Nakamura blickte auf und verzog den Mund.
»Angriff der Akuma, mitten in Chicago.« Er deutete auf einen großen Bildschirm.
Mitten in Chicago lag das Eggies.
Ich schnappte hörbar nach Luft und riss die Augen auf.
»Was für ein Tag ist heute?«, fragte ich alarmiert.
»Donnerstag, warum?« Damien sah mich verständnislos an.
»Es ist Rose’ Schicht. Ich muss sofort dorthin.«
Meister Nakamura erwiderte nichts, sondern nickte nur. Auch Damien schien nichts einwenden zu wollen, denn er rannte mir hinterher, überholte mich und zeigte mir den Weg.
Wir sprangen in einen der großen Geländewagen und schossen aus dem Orden, durch den Wald. Damien fuhr genauso rasant wie beim ersten Mal, als ich in den Genuss seiner Fahrkünste gekommen war.

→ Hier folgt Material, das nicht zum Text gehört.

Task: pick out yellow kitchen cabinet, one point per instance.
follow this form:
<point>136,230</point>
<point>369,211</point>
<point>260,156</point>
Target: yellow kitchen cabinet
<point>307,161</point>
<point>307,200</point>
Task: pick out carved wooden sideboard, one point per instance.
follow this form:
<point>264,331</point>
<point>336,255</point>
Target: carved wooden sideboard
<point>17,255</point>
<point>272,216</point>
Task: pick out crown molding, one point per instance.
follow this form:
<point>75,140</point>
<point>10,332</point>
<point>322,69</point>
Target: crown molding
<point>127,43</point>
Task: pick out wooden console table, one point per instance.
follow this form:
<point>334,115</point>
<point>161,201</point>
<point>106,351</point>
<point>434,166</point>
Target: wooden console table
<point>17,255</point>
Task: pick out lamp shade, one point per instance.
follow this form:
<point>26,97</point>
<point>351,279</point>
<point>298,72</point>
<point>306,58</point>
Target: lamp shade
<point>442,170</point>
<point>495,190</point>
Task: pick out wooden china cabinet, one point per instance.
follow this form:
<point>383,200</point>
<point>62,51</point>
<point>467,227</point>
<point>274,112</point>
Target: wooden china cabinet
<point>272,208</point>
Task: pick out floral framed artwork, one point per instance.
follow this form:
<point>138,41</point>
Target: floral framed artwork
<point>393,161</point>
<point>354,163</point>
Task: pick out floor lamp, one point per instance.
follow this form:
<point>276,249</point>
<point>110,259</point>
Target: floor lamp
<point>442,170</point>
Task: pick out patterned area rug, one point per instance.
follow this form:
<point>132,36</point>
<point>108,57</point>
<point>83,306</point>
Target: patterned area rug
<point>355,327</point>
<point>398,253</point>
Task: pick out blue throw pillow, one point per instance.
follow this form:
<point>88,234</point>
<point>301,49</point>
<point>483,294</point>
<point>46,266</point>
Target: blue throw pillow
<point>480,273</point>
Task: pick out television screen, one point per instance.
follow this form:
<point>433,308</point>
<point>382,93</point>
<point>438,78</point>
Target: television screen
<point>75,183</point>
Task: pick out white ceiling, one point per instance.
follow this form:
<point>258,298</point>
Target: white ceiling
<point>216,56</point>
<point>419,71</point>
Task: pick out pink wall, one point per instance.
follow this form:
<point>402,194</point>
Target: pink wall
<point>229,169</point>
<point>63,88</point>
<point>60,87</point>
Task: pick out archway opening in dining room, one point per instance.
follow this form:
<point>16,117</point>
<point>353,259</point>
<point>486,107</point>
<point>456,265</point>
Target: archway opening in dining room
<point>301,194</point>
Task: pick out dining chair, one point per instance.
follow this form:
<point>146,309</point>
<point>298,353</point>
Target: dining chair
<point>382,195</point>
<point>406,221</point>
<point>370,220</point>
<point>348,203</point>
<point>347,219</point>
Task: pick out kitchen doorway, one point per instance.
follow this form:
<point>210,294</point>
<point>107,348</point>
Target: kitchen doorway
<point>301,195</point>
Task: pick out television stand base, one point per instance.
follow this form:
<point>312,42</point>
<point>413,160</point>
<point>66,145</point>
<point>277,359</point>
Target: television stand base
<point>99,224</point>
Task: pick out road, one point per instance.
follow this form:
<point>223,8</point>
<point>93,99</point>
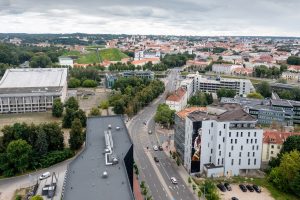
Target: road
<point>156,175</point>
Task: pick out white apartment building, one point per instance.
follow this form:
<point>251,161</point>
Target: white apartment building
<point>211,85</point>
<point>224,68</point>
<point>223,141</point>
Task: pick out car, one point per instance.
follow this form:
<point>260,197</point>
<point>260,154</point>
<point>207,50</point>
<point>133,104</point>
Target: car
<point>155,147</point>
<point>160,148</point>
<point>256,188</point>
<point>221,187</point>
<point>45,175</point>
<point>228,187</point>
<point>173,180</point>
<point>243,187</point>
<point>250,188</point>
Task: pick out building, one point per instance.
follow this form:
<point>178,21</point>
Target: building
<point>178,99</point>
<point>66,61</point>
<point>140,74</point>
<point>272,143</point>
<point>104,169</point>
<point>212,85</point>
<point>32,90</point>
<point>223,141</point>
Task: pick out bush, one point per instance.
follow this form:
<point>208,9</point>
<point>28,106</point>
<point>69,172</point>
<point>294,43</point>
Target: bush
<point>56,157</point>
<point>89,83</point>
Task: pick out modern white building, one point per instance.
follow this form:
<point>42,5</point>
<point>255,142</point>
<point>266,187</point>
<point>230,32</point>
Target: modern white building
<point>211,85</point>
<point>66,61</point>
<point>223,141</point>
<point>32,90</point>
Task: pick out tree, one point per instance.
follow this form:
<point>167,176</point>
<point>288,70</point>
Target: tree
<point>41,61</point>
<point>57,108</point>
<point>18,154</point>
<point>74,83</point>
<point>95,112</point>
<point>41,143</point>
<point>37,197</point>
<point>76,135</point>
<point>255,95</point>
<point>89,83</point>
<point>264,89</point>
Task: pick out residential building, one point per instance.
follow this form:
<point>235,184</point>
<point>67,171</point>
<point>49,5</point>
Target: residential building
<point>66,61</point>
<point>273,142</point>
<point>32,90</point>
<point>104,169</point>
<point>178,99</point>
<point>223,141</point>
<point>212,85</point>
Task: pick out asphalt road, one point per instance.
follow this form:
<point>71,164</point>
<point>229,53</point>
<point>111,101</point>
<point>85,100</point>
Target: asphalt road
<point>156,175</point>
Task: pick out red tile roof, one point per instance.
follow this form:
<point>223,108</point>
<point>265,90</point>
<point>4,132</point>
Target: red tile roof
<point>177,95</point>
<point>277,137</point>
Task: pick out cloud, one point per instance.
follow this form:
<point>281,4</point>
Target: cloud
<point>179,17</point>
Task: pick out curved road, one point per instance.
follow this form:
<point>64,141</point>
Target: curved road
<point>156,175</point>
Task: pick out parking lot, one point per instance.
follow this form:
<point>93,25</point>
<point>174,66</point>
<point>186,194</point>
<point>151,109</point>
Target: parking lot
<point>237,192</point>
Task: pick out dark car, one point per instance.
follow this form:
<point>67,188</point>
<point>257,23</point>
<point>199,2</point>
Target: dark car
<point>228,187</point>
<point>250,188</point>
<point>256,188</point>
<point>243,187</point>
<point>221,187</point>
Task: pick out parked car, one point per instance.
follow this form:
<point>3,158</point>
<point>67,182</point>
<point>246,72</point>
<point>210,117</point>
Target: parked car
<point>45,175</point>
<point>228,187</point>
<point>221,187</point>
<point>250,188</point>
<point>173,180</point>
<point>256,188</point>
<point>243,187</point>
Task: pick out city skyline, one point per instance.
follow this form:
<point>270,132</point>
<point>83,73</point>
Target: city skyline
<point>214,18</point>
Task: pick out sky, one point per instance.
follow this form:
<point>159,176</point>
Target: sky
<point>157,17</point>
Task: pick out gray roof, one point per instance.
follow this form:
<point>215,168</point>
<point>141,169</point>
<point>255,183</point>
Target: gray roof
<point>84,178</point>
<point>33,78</point>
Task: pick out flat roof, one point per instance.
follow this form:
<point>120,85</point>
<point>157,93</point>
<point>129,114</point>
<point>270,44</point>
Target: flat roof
<point>84,178</point>
<point>33,78</point>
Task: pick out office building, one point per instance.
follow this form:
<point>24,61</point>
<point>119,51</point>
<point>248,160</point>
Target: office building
<point>104,169</point>
<point>32,90</point>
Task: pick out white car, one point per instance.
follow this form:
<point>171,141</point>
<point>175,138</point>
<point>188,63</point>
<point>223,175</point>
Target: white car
<point>173,180</point>
<point>45,175</point>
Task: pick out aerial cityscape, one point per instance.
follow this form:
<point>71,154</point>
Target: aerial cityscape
<point>159,100</point>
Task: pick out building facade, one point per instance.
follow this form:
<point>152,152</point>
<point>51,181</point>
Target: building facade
<point>32,90</point>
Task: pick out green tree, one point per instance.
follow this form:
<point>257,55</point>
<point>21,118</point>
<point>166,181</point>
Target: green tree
<point>41,143</point>
<point>72,103</point>
<point>74,83</point>
<point>264,89</point>
<point>76,135</point>
<point>57,108</point>
<point>18,154</point>
<point>95,112</point>
<point>255,95</point>
<point>41,61</point>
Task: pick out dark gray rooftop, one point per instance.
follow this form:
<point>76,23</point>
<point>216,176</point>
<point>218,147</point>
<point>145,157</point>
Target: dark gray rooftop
<point>84,177</point>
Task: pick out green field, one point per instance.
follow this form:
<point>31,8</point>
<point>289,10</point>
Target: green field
<point>91,56</point>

Ich hielt den Gürtel umklammert, er spendete mir eine Sicherheit, die mich stärkte. Ich war nicht ängstlich oder unsicher, sondern eher aufgeregt. Denn ich wusste, dass ich stark genug war, um zu kämpfen. Das hatte ich mir die letzten Tage selbst bewiesen.
Es gab keine schwache May mehr, an ihrer Stelle stand nun eine starke Kitsune, und sie war bereit, diesem Kurai in den Arsch zu treten.